Beer: An Emerging-Markets Portfolio Mixer

Tapping into booze can offer a good play on emerging markets’ expansion and rising living standards.

Inside The Little Creatures Craft Beer Brewery

Glasses of various types of Little Creatures beer are arranged for a photograph in the canteen of the company’s craft brewery, operated by Kirin Holdings Co.'s Australian unit Lion, in Geelong, Victoria, Australia, on Monday, Feb. 17, 2014. Australiaís central bank said a period of steady interest rates is likely as record-low borrowing costs and a weaker currency aid growth and it monitors prices after a surprising acceleration in inflation. Photographer: Carla Gottgens/Bloomberg

Carla Gottgens/Bloomberg

As people in emerging markets grow wealthier, they don’t just want better food, housing and education to provide a better future for their children. Some of them also want better alcohol.

“As economies grow, we see consumers progressing from homemade moonshine to bottled beer. There are a lot of ways to play that,” says Mark Yusko, chief investment officer at Morgan Creek Capital Management, a $4 billion multiasset management firm based in Chapel Hill, North Carolina. “Then, as people become still more affluent, we see moves to higher-end beer, wine and, finally, spirits.”

In some countries, this trend has led to a spectacular uptick in alcohol consumption. In Vietnam the average person drinks 40 liters of beer a year, up from only three in 1995, according to Odile Lange-Broussy, portfolio manager for the $981 million LO Funds – Emerging Consumer Fund at Geneva-based private bank Lombard Odier. In China per capita consumption has risen from 18 liters in 2001 to close to 40 today, says Lange-Broussy.

Many investors believe that the best way to tap into emerging-markets alcohol is to invest in companies that have established a strong presence in the sector. For example, Oliver Bell, London-based manager of the $33 million T. Rowe Price Africa and Middle East Fund, cites Nigerian Breweries, a listed subsidiary of the Dutch brewer Heineken. “It’s got the high-end, aspirational Heineken brand but also low-end brands,” he says. He is also impressed by Heineken’s realization that Nigeria and other African countries are key markets for the future. The company demonstrated as much by holding its 2013 Global Investor Day in Lagos, Nigeria’s largest city.

Like other subsidiaries of developed-markets consumer goods companies, stock in Nigerian Breweries is not cheap, trading at a price-earnings ratio of 29. But Bell still sees Nigerian Breweries as a good value. “We’re very interested in the listed African brewing subsidiaries of major global multinationals, because you get all the great corporate governance and know-how from the group applied to a potentially massive market,” he says. He also forecasts that double-digit earnings growth will bring this ratio down below 20 within the next few years.

Investors who balk at such valuations have other alternatives. One option is to go into unlisted companies, as a private equity investor. In 2012 the $5 billion London-based alternative asset management firm Duet Group invested $90 million for a majority stake in Ethiopia’s Dashen Brewery. Another is to buy shares in local independent companies, some of which are more cheaply valued than are the subsidiaries of international companies.
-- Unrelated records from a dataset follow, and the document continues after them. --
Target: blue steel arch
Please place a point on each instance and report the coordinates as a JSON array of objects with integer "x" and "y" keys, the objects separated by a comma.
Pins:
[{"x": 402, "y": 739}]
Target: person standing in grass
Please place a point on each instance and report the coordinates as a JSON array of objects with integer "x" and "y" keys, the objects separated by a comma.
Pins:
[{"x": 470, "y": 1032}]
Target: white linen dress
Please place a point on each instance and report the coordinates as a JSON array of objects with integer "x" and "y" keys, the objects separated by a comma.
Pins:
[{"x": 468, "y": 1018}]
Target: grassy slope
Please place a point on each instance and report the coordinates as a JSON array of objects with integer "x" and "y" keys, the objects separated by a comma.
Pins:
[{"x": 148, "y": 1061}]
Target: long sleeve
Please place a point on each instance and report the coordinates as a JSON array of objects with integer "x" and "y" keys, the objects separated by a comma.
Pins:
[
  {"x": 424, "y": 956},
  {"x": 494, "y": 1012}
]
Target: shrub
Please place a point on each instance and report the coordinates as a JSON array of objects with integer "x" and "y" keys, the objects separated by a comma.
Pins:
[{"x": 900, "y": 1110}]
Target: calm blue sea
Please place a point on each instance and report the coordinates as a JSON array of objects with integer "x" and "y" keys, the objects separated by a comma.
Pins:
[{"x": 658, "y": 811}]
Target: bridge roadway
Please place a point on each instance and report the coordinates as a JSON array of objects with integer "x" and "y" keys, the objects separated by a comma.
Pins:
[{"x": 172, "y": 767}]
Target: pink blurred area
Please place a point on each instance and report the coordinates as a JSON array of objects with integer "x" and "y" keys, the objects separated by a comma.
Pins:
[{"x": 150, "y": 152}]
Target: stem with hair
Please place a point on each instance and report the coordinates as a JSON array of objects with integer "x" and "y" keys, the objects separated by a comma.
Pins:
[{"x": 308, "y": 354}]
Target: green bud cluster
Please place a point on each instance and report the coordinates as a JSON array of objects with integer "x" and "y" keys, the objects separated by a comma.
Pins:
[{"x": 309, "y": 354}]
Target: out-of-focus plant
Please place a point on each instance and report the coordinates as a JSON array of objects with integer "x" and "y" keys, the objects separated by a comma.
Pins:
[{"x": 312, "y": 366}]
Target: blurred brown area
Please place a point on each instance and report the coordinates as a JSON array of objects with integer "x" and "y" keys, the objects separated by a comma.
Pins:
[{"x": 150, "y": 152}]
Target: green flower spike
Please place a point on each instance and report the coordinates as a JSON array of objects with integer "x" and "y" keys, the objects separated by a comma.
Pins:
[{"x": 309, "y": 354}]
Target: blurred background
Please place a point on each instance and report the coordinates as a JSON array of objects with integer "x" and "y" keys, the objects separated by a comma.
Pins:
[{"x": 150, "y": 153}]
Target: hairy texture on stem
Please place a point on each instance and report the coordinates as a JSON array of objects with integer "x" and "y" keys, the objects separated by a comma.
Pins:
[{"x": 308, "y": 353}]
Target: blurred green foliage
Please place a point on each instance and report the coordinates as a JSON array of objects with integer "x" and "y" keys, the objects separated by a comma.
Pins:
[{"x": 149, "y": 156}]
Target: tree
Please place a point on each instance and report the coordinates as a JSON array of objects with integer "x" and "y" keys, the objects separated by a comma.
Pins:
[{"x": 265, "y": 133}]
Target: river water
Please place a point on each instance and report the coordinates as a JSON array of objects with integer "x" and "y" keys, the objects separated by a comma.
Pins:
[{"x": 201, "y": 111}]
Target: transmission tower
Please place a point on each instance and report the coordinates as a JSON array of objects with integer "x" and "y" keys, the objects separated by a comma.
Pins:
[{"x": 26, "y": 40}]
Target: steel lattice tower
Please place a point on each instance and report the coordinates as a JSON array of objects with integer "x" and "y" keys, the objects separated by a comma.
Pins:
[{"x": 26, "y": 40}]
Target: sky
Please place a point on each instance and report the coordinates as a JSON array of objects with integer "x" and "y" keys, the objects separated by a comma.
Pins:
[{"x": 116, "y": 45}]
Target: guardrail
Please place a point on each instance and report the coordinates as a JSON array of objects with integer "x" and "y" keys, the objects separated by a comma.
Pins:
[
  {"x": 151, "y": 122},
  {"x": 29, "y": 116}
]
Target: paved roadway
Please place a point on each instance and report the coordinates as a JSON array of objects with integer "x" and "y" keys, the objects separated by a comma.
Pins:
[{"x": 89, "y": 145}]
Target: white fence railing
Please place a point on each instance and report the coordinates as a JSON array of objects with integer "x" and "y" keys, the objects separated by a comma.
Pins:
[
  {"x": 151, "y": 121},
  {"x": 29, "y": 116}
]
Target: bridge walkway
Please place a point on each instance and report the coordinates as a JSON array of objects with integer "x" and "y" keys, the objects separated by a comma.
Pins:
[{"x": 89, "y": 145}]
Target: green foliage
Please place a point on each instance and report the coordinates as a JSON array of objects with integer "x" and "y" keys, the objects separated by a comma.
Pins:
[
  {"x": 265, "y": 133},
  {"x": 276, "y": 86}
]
One such company is the Chinese state-owned enterprise Kweichow Moutai Co., which produces the local spirit baijiu. Its stock trades at a multiple of only 12 times earnings. Morgan Creek has exposure to the company through allocations to various fund managers. As a producer of spirits, Kweichow Moutai also offers a play on the luxury segment of the Chinese alcohol market. Some of its bottles retail for hundreds of dollars.

Such indulgence can pose a quandary, though. Many Chinese luxury companies are suffering from the crackdown on corruption launched by President Xi Jinping. Businesspeople have been known to send gifts of Kweichow Moutai liquor to government officials. Yusko believes the company has adapted well to the new environment, though, by broadening its distribution network to a wider number of outlets, which has supported sales by making the liquor more of an impulse buy for wealthy consumers. Kweichow Moutai’s stock is up some 20 percent up on the year.

Lange-Broussy holds stock in Tsingtao Brewery Co., which has a 20 percent share of the huge Chinese beer market. “Tsingtao seems attractive to us because it’s a pure play on a beer market with growing volume, and its margins have quite a lot of room to increase,” she says. At the moment, Tsingtao is keeping operating margins relatively low, at around 12 percent, to increase its market share, but Lange-Broussy believes the company could boost margins to 25 percent, on a par with margins of U.S. brewers.

Some investors may prefer to go for well-established developed-market drink stocks with large developing-market presence, such as U.K.-headquartered Diageo. Its Africa, Eastern Europe and Turkey division is the strongest contributor to the company’s net sales growth.

Lange-Broussy acknowledges that for investors trying to tap into emerging-markets alcohol, there is a case for investing in a mixture of global stocks with a large emerging-markets presence and local emerging-markets stocks. On the other hand, “if you buy developed-market alcohol stocks, you’re investing in a mixture of faster and slower-growing markets.